A handicap in the present investigation is the long duration (from 1972 to 1997) in the collection of cases to study populations (A) and (B). As a consequence, the subjects in all birth cohorts in the study population (B) were some 10 years older than in population (A) at the time of endoscopy. This may explain some of the inconsistencies in frequency proportions of the study parameters between populations (A) and (B). Another potential bias is a difference in the background of the subpopulations (A) and (B). The former was composed of asymptomatic volunteers whereas the latter were symptomatic (mainly dyspeptic) outpatients. Therefore, particularly the population (B) may emphasize cases in which CG and AG are overrepresented.
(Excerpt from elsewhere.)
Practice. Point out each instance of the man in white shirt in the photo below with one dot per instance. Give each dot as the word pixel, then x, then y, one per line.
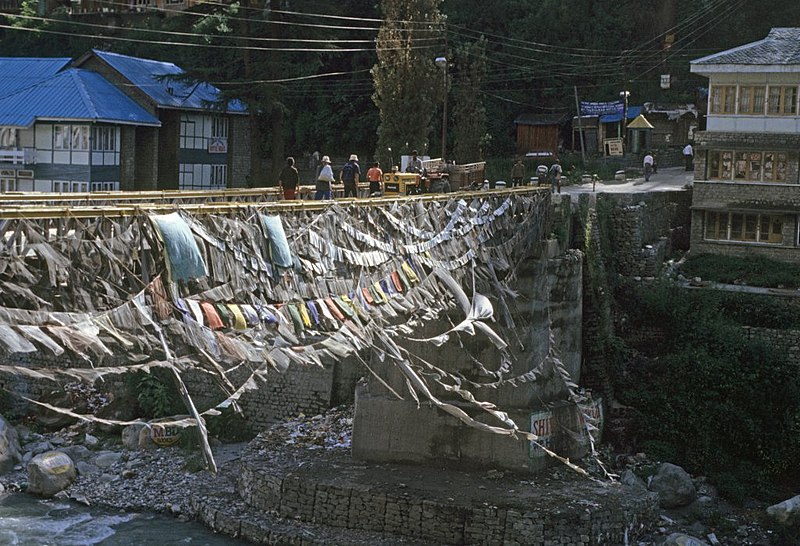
pixel 647 164
pixel 688 156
Biopsy sampling is always a source of potential biases in all endoscopic studies. In the present study, the biopsy protocols for random biopsy of antrum and corpus were similar to guidelines suggested by the Sydney Systems [Citation26,Citation27]. The biopsy sampling was even more extensive in population (A) than is preferred by the recommendations. All biopsies were examined by one experienced pathologist that undoubtedly lowers diagnostic deviations. In comparisons of study parameters in equivalent age and birth cohort categories between study populations (A) and (B), divergences were quite infrequent regarding the prevalence rates of N, CG or AG.

Acknowledgements

The present study was carried out in the honour of Professor Maximilian Siurala (1913–2003) and Professor Kaljo Villako (1919–2001) whose research groups begun the gastritis research in Finland and Estonia already in the 1960s. Professor Seppo Sarna has advised in statistics and epidemiology.

Disclosure statement

Dr Pentti Sipponen is a shareholder of Biohit Healthcare Plc, Helsinki, and Repolar Pharmaceuticals Oy, Espoo, Finland. No other conflicts of interest.